As for college debt, that should be addressed while (or before you go) in school. My daughter paid for her room and board, at the school or in an apartment nearby, while we paid for the tuition. She has her degree and no educational debt, nor did we pay for everything. My son didn't finish college, but he had no educational debt either.
Maybe they aren't offering something the customer wants, at an affordable price. Back in 1969 jsut before my 20 th birthday, I bought my first car for $100. I suppose that could be translated to $1000 or so now for inflation. In Pittsburg, Kansas, where I grew up, it is about three miles to the North side of town from where we lived, to a mile South and about a mile West to two to three miles to the East, cars weren't a big necessity, I had to pay for everything, and without much of a job, I couldn't afford one at first either.
Tom Waits
Yeah, Taran, thank you: I know his song.
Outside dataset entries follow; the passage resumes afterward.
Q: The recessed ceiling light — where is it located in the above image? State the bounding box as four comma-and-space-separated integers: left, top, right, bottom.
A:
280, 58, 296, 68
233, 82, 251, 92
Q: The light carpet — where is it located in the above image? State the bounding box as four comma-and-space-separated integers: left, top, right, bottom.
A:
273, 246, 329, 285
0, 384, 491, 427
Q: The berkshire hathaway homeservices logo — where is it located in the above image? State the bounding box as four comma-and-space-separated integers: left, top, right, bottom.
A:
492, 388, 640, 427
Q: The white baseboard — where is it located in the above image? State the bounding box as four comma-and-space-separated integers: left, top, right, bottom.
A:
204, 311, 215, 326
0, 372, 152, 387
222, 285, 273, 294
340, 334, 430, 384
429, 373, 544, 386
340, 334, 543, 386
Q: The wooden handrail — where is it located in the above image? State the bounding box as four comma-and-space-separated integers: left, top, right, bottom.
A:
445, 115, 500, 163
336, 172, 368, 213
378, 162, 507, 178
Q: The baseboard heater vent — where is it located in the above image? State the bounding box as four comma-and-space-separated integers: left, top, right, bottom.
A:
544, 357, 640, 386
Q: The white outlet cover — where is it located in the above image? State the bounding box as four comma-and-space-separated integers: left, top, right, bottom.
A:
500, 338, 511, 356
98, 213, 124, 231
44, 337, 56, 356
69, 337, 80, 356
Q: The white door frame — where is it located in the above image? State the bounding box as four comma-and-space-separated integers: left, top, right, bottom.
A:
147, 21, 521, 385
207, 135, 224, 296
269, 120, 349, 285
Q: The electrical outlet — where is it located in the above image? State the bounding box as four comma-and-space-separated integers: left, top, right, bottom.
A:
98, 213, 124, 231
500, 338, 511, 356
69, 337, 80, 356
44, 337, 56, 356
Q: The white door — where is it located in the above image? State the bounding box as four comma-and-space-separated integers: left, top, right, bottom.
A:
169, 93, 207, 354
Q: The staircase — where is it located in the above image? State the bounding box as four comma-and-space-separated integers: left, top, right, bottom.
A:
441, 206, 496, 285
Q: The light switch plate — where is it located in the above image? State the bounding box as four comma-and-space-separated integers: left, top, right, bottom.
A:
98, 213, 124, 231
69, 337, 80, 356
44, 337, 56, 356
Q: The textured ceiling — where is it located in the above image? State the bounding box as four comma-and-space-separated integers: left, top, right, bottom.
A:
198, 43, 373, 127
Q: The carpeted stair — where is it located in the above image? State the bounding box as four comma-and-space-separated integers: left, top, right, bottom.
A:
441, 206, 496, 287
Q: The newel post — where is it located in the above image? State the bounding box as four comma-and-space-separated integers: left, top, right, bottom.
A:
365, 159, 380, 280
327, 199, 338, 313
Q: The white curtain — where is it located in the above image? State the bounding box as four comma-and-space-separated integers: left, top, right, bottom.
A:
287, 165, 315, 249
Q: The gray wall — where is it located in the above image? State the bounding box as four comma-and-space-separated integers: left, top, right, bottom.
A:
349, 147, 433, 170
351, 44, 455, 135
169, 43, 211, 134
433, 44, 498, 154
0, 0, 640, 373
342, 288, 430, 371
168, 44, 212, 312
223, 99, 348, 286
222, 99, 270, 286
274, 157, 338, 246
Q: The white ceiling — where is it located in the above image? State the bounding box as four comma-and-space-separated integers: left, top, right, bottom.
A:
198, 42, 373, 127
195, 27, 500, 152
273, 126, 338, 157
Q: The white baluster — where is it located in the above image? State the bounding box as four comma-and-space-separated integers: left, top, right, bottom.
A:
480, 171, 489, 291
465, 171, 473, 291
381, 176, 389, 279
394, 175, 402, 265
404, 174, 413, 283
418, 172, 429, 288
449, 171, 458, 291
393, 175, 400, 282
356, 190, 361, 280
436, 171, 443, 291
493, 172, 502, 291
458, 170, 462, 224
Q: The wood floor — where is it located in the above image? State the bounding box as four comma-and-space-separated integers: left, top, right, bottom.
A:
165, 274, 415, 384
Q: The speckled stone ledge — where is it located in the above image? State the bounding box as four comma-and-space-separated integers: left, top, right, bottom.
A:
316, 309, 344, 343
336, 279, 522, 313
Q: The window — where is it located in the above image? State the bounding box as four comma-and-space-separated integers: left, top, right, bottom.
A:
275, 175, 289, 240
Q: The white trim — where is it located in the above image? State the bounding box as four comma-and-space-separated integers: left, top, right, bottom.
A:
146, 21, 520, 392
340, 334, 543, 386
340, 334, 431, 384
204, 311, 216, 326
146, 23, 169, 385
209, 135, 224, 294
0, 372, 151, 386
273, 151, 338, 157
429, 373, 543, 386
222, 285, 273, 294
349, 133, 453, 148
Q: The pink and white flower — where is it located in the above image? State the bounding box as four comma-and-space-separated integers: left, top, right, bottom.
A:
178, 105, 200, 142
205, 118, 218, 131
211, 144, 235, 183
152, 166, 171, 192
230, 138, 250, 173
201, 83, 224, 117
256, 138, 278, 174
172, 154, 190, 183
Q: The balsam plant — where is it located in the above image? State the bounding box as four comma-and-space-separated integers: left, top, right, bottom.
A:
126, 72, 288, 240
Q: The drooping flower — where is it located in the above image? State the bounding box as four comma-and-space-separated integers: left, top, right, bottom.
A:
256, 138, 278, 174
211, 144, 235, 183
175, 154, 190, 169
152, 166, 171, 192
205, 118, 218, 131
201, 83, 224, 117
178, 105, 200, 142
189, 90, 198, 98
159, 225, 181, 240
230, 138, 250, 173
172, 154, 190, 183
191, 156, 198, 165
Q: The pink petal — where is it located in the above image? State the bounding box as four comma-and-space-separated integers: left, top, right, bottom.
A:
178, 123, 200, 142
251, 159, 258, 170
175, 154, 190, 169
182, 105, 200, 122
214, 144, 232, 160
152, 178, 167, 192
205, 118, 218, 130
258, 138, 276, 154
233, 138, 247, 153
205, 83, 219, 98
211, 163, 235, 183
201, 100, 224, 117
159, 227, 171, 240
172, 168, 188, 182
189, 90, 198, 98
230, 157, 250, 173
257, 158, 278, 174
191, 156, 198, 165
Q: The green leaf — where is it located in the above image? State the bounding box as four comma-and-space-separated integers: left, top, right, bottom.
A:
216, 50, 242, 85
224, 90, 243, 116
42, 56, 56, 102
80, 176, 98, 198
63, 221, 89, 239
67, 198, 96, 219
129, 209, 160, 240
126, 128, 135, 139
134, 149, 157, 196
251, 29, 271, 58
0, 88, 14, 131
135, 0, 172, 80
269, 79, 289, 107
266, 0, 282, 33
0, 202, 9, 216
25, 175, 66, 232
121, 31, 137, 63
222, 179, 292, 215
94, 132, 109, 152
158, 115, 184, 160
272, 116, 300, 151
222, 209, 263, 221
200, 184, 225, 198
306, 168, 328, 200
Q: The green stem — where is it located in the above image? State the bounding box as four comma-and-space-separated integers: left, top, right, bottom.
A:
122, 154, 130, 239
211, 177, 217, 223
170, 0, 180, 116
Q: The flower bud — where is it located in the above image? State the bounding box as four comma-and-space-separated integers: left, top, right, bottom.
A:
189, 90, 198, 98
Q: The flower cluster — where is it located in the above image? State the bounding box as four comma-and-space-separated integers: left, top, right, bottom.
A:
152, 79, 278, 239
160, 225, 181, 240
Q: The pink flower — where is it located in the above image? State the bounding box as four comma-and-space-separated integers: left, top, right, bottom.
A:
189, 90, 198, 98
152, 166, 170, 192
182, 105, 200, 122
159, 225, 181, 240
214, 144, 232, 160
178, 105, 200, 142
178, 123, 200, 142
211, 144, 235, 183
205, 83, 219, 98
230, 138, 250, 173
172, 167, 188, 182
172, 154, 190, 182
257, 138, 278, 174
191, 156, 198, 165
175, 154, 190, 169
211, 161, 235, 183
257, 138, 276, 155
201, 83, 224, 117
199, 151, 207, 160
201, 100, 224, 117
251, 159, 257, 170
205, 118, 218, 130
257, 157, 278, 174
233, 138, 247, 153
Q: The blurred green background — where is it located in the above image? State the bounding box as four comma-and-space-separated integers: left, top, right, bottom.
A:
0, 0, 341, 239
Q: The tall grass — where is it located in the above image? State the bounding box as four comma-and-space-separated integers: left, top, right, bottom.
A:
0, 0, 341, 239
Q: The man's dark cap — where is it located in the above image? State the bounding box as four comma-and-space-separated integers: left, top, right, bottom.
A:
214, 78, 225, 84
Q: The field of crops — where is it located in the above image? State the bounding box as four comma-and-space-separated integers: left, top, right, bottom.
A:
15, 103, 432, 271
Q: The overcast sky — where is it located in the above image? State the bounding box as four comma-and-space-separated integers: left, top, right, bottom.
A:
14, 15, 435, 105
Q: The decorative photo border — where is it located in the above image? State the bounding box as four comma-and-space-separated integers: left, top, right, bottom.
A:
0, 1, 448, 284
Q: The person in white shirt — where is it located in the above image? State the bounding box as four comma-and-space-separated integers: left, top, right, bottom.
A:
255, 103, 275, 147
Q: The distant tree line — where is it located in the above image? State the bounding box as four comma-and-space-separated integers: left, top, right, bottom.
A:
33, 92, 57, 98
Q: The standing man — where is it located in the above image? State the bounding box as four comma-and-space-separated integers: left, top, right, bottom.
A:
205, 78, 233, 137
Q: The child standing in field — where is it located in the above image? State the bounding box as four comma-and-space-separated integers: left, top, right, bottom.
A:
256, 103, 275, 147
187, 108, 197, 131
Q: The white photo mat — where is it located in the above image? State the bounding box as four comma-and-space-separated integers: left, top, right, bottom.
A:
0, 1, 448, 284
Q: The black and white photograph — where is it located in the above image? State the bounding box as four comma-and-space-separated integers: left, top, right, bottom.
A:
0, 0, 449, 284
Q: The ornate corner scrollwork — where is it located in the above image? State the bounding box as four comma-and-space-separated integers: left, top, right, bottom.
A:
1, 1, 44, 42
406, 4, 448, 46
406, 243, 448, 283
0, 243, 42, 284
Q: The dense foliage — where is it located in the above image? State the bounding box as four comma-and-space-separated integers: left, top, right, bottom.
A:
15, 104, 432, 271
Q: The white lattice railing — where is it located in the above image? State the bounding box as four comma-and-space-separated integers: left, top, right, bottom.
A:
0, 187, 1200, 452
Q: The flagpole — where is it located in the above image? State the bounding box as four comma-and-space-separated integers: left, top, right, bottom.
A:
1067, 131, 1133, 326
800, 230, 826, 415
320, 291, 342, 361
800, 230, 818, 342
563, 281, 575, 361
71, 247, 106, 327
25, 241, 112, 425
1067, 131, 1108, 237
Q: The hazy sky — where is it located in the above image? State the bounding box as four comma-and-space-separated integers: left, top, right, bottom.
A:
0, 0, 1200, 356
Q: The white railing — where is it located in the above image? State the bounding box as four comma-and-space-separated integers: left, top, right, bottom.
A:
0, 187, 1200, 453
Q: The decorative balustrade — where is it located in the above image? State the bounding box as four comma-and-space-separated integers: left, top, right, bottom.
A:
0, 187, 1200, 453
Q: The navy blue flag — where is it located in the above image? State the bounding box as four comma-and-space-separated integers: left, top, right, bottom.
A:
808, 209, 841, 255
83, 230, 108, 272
Car makers strive to make their more and more crap products saleable by putting in them more HP's and making them more vroom-vroom, in spite of the ever more stringent speed limits; and making them more like wheeled computers, to lure young consumers. It's no winning strategy, because young consumers care for their own - continuously reduced - budget, than car makers'. A picture of cars industry's future is very likely to be just the same as domestic appliances': what makes anyone to change the washing machine or the oven or the fridge every year, when it still works? I would rather recommend the car industry Marketeers and Budgeteers to lift their bottoms from their rich chairs, and go down on the road and know and understand what happens there: that's reality, not their ivory tower. Thank you.